See;
http://www.ipe.com/news/funding/bbc-scheme-seeks-to-cap-inflation-increases-with...This seems to indicate that the offer is to be made to 16,900 existing pensioners (Old Benefits Scheme only ?) but there is a comment later about those over 80 might be offered it so it is a little unclear. I would guess therefore that initially those over 80 might be excluded, perhaps because the increase to be offered would look quite small in % terms owing to the expected term to death (lovely phrase !) being quite small hence the potential gain to the BBC being similarly tiny.
Many other companies have gone down the PIE route, you can search around the www for some background info. Here is one from BT with a case study;
http://www.btpensionersreconnect.co.uk/Pension%20Increase%20A%20Case%20Study2.pd...Note in that case the increase offered was less than 20% although complicated by a partially indexed bit.
Here is a KPMG document aimed at companies. Note the term "Balanced Deal Percentage".
https://www.kpmg.com/UK/en/IssuesAndInsights/ArticlesPublications/Documents/PDF/...Here is a link to what the Pension Regulator has to say.
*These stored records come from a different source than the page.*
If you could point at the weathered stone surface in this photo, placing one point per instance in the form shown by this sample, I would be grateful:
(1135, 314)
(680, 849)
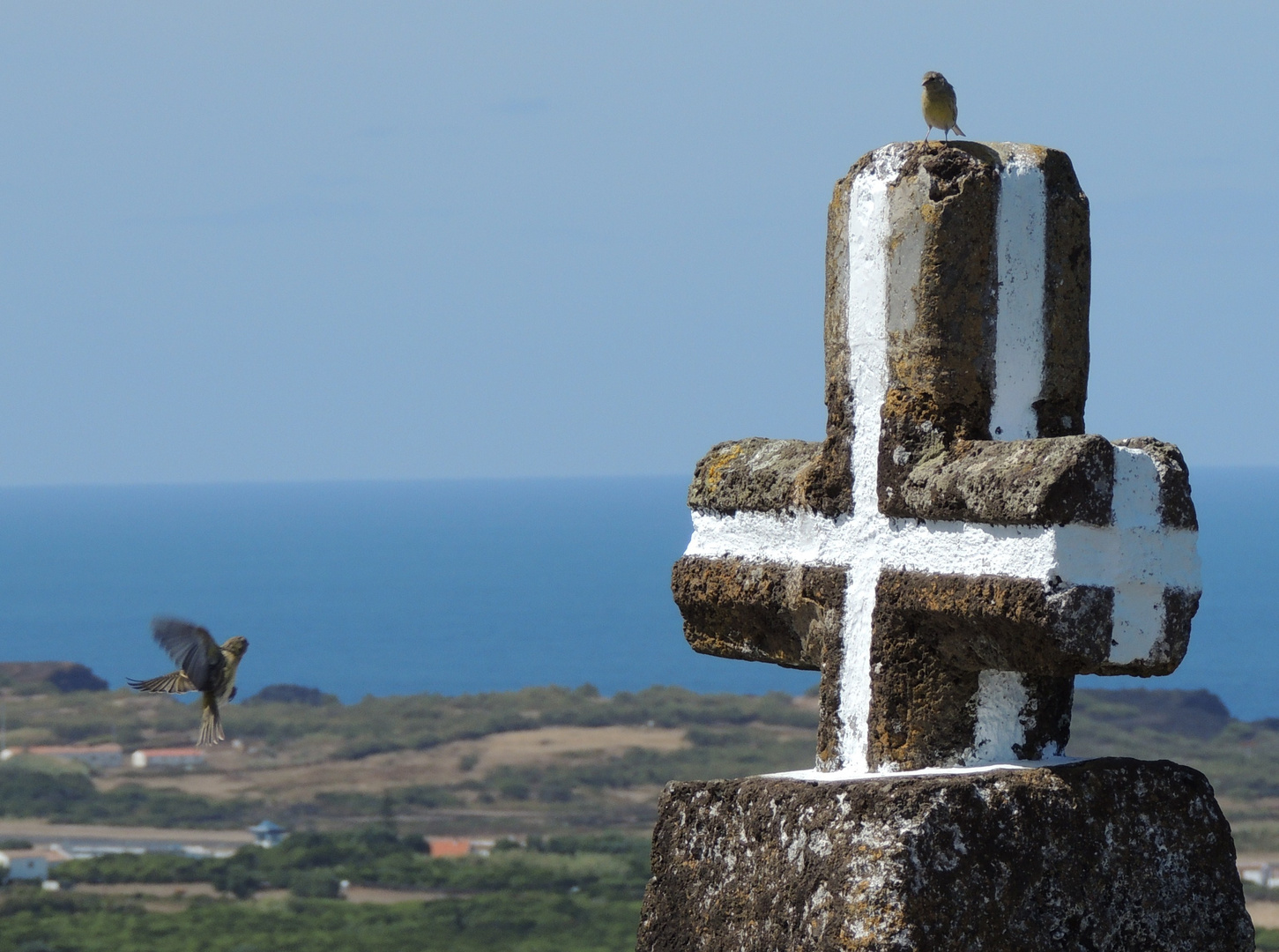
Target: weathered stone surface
(1176, 509)
(1067, 291)
(755, 475)
(1106, 855)
(760, 611)
(1018, 482)
(957, 294)
(941, 302)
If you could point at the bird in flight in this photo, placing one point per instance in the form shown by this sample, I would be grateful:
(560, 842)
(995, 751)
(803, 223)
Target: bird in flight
(202, 666)
(941, 108)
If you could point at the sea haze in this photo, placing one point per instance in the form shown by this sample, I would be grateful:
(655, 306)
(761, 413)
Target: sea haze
(480, 585)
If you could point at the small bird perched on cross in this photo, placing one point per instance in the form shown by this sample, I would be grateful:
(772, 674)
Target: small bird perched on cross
(202, 666)
(941, 108)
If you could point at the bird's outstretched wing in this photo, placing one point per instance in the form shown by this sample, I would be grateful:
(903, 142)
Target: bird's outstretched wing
(178, 682)
(192, 649)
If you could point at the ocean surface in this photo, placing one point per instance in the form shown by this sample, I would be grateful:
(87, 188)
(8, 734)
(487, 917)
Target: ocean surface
(481, 585)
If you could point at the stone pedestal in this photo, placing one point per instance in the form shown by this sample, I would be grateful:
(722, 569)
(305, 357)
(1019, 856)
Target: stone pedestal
(952, 554)
(1108, 855)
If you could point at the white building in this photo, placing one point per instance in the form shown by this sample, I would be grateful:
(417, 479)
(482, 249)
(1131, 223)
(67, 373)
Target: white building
(25, 864)
(167, 756)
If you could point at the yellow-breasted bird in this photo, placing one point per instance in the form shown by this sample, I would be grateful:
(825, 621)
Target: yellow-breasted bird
(941, 108)
(202, 666)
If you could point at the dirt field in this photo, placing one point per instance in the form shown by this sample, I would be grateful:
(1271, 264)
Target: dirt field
(45, 832)
(235, 774)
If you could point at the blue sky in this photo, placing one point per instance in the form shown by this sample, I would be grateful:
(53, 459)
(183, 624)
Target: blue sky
(305, 241)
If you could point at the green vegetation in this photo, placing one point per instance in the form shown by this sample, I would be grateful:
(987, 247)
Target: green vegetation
(612, 866)
(376, 725)
(555, 893)
(539, 921)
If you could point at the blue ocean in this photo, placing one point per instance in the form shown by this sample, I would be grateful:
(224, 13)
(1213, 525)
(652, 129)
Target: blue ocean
(481, 585)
http://www.thepensionsregulator.gov.uk/guidance/incentive-exercises.aspxI draw your attention to this section;
"Risks associated with incentive exercises
Where a member accepts an IE offer, an employer’s pension liability or risk is likely to be reduced. Conversely, for members the risk that they will suffer a loss in the long run will usually increase if they accept an offer. Losses could be due to factors specific to the individual (eg life expectancy or investment choices) or the overall economic and market environment in future. An IE offer is often set at below ‘cost-neutral’ terms in order to reduce an employer’s pension liabilities, and in this situation there is a heightened risk that members will be worse off.
A minority (and, very possibly, a small minority) of members may have personal circumstances which result in them being in a better position through accepting an IE offer
IE offers can create risks for trustees and employers as well. These include legal and reputational risks materialising many years after the IE has taken place.
IEs can be costly. There is the cost of the incentive itself. Also there is a cost to obtaining advice (legal, financial, and actuarial). Designing IEs to meet appropriate standards (including those in the Industry code), can present significant challenges which come with a cost implication."
Oh dear, it is all getting very heavy and technical isn't it . Finding it hard to take all this in ? Would a pretty coloured diagram help ? Here you go !
http://beaufortconsulting.co.uk/pietest/key-considerations/your-health-and-life-...Simples ! all you have to do is work out whether your life expectancy is average, better than average or worse than average.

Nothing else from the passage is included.